So, I am working hard to shake the Bad Mommy feeling. It's the strangest thing how being a Mother, especially in the infant months, triggers a very primal response: The desire to feed and nourish your child. To prolong life. To help your child thrive. When he isn't thriving in a comfortable range, it makes me feel like it's my fault. My milk isn't good enough. I'm not good enough. I comfort myself with the fact that it's not for lack of trying. Much of my world has been about feeding this kid. I have thought through every equation: how many feeds, what kinds of food, how often, surrounding conditions. You name it. Plus I have access to a ton of professionals to make sure I haven't left a stone unturned. In every other way, Elijah seems the picture of health: he's content, he's smiley, he's a great sleeper, he plays, did I mention that he smiles a lot? A starving, unhappy baby does not smile a lot. See how I seem to keep justifying myself? Primal, people. Primal. It might not be rational, but it's what I'm feeling. At least I have a plan now. I do much better with a plan. I'm a plan kinda girl.

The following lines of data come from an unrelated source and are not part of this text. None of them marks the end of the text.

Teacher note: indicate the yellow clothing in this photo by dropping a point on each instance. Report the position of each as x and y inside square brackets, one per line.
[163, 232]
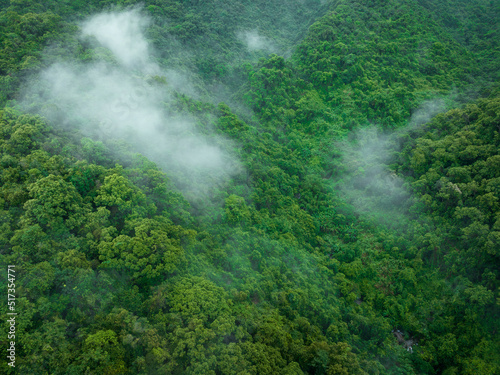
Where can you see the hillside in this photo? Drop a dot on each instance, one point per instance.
(299, 187)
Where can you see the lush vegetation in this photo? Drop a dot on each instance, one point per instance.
(351, 211)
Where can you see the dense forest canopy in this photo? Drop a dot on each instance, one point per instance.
(250, 187)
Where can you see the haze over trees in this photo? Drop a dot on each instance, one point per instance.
(251, 187)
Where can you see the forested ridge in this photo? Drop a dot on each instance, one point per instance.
(251, 187)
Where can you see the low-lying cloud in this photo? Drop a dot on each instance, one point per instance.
(129, 99)
(368, 183)
(256, 42)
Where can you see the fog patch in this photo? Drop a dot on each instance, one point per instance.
(256, 42)
(122, 34)
(131, 102)
(369, 183)
(426, 111)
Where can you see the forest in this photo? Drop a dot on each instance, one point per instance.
(250, 187)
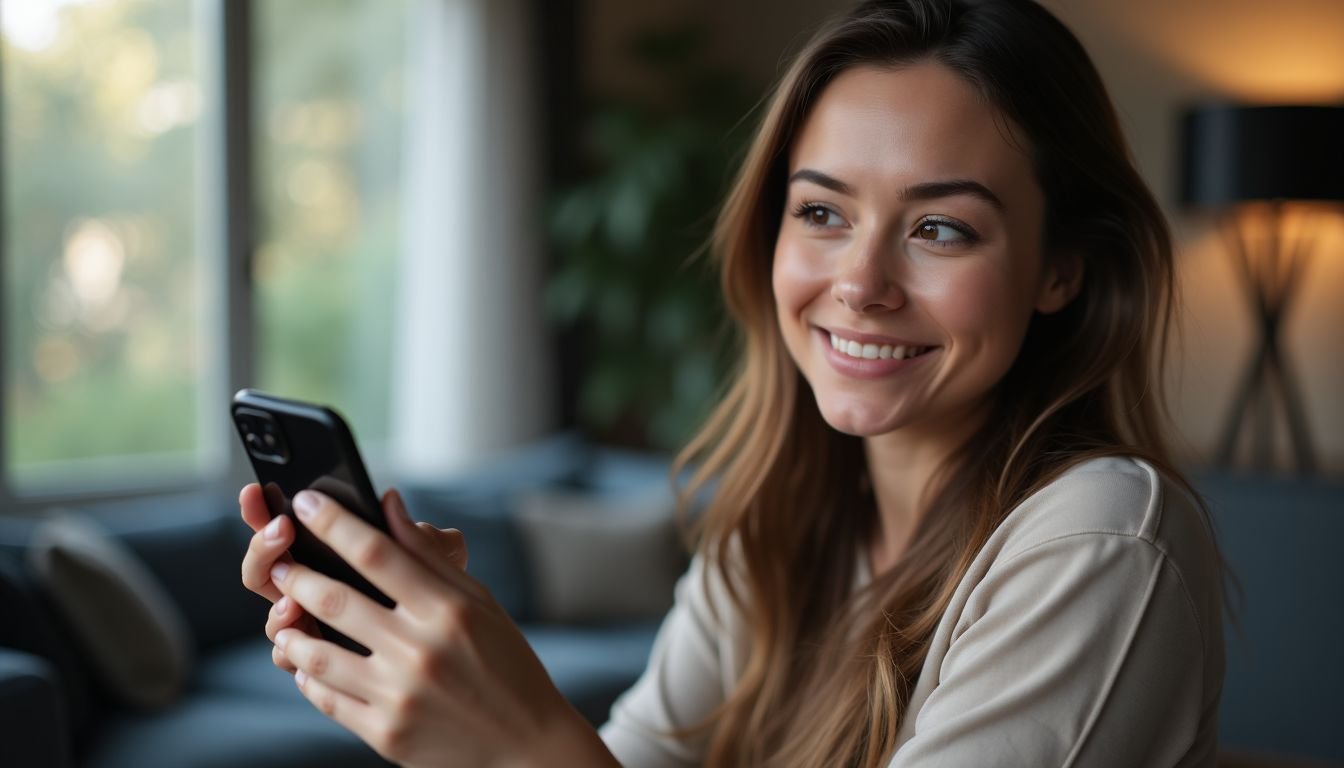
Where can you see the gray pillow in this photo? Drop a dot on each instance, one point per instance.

Today, Elijah started his first real schedule of therapies! We had both Physical Therapy (PT) and Occupational Therapy (OT) today, although they will normally be on different days (one session could only fit us in today this week, but next week we'll begin our "real" time slot). Elijah did GREAT! I thought the therapists were both knowledgeable and professional. I've already learned a few good tricks and have a few goals for the week set. It's awesome. I am finally taking a big breath of relief that we are in the system and getting started. I really think Elijah is ready, and today proved it. He lasted a good 40 minutes in each session before he started complaining. He complained more in the Physical therapy than in the Occupational, but that was to be expected. The OT was especially helpful because part of their expertise is in feeding. I told her the situation and she didn't seem worried about any of it. When I explained how Elijah eats, she was pleased to hear everything I said. I also told the PT what was going on with Eli's weight gain and she seemed even less bothered by it than the OT. She even seemed skeptical that I needed to supplement with formula. But, I'm not comfortable without a plan, so I'm taking my plan and sticking to it. In two weeks were going back to the doctor for a weight check, so I think I'll have some idea if it's helping or not.
It's been a big week for Elijah and I. What he feels...I feel. I can't believe how wrong I was as a child. I would roll my eyes whenever my Mother would say, "Believe me, this hurts me more than it hurts you!"
Sigh.
This moment made my week. Christian is becoming more and more involved with Elijah, and in this shot, he was insisting that he needed to hold him. He couldn't be a more proud big brother and although I couldn't catch a good shot showing how much Elijah loved it too...he did. However, I think I loved it best of all.
5 comments:
Beautiful boys! Don't worry Mama...you are a great mother and you're doing everything right!
Your blog is lovely! My friend follows you and I clicked over from her blog. Have you tried a wheat-free diet for your son? I have a wheat intolerance, but it wasn't discovered until I was an adult. As a baby, I had similar symptoms to your son and they couldn't figure it out. The symptoms eventually diminished and I gained weight fairly normally until everything came back full-force as an adult and they figured out it was wheat. Might be worth checking into, or at just google it! :) Anyway, just thought I'd mention it! Good luck!
Try googling "gluten free diet down syndrome." I just did and a lot of great info came up!
I will look into it T.S. - Thanks for "stopping by". Did you have any other symptoms of gluten intolerance in addition to low weight gain as a baby? The only gluten my little guy could get would be from my breast milk, but I am certainly willing to look into it (Since he's not displaying any discomfort after eating and is generally content, I hadn't even thought about allergies!)
Oh no, poor little guy with the blood work! I have tiny, hard to find veins and blood work has always been super hard with me, so I really really sympathize with him. :C If they have little head pads, putting them over where they think the veins are can help them expand and be easier to find. Going forward (if you aren't already/the phlebotomists aren't), also request butterfly needles which are super small. Hopefully the next blood draw will be easier!